The fate of Pyotr Grigorenko, June 1970 (14.2)

<<No 14 : 30 June 1970>>

On 13 May Academicians M.A. Leontovich and A.D. Sakharov, Master of physico-mathematical sciences V.F. Turchin and physicist V.N. Chalidze lodged a “Complaint concerning supervisory oversight” with USSR Procurator-General Rudenko against the decisions of the Tashkent City Court and the Uzbek Supreme Court (CCE 12.2) in the case of P.G. Grigorenko.

Petro Grigorenko, 1907-1987

The document refers to “serious procedural violations committed at the stage of preliminary investigation and at the trial”.

For example

1. the preliminary investigation was not conducted at the scene of the activities which serve as the basis of the charge against Grigorenko. The Procuracy of the Uzbek Republic groundlessly justifies this by claiming “that the majority of the witnesses are resident in Tashkent”: in fact of 106 witnesses questioned more than 80 live in Moscow;

2. the unlawful physical coercion and treatment of the accused during preliminary detention which was degrading to human dignity;

3. the violation of the constitutional right to defence, in the form of “constant and sometimes groundless rejection of petitions submitted by the defence lawyer aimed at correcting the procedural omissions during the investigation and in court” (the complaint enumerates instances of violation of the right to defence);

4. the lack of a full and comprehensive investigation of the case in court: the considerable difference between the number of witnesses (106) questioned on the case and (30) summoned to court, of whom only five actually appeared in court; the disproportion in the number of documents considered criminal (300) and those examined by the court (3); the lack of analysis in court of the question of “the subjective aspect of the activities of which P.G. Grigorenko is accused”;

5. the lack of a well-founded decision by the court on whether Grigorenko is of sound mind, and the rejection of the defence’s petitions for the appointment of a third commission “to resolve the contradictions” between the first and second.

The authors of the complaint request that an appeal be lodged against the decision of the Tashkent City Court, that the execution of that decision be suspended and that P.G. Grigorenko be released from custody.

*

On 8 May Kh. Gumirov wrote to Podgorny requesting an amnesty for political prisoners, and in the first instance for P.G. Grigorenko, on the eve of Victory Day and of the elections. In the opinion of the writer of the letter, this is essential for the observation of legality, the strengthening of socialist democracy and for “definitive destalinisation in our country”.

Since June P.G. Grigorenko has been hold in the Special Psychiatric Hospital in Chernyakhovsk (see CCE 8.7 and CCE 11.2 “the Special Psychiatric Hospitals“).

At the beginning of June P.G. Grigorenko was visited in hospital by two men in plain clothes who, without giving their names, suggested that he should renounce his beliefs. P.G. Grigorenko refused to talk to them. After this he was attached for the exercise period to a group of aggressively-inclined inmates.

On 15 June he was visited by his wife. She was kept waiting for eight hours. Representatives of the hospital administration were present at their meeting.

*

Most of the inmates of this Special (i.e. prison) Hospital are really mentally ill and have been convicted for rape and murder.
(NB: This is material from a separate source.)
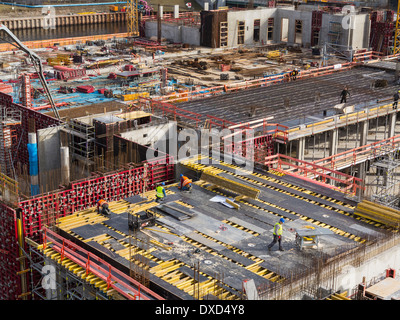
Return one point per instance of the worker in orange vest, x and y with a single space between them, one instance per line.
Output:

The hospital ward is a cell of six square metres. It contains two people: Pyotr Grigorevich and his cell-mate, who stabbed his wife to death and is in a constant state of delirium. There is room to take only two steps – one can merely get up and get dressed. There are about two hours’ exercise a day, the rest of the time being spent in the locked cell.

Pyotr Grigorevich has been deprived of paper and pencil.

His enforced immobility, the acute pains in his wounded leg, the ceaseless effect on his mind of a gravely-ill mental patient – all this gives cause for serious concern for the life of 62-year-old P.G. Grigorenko.

His address: Kaliningrad Region [Northwest Russia], Chernyakhovsk, institution 216/st-2.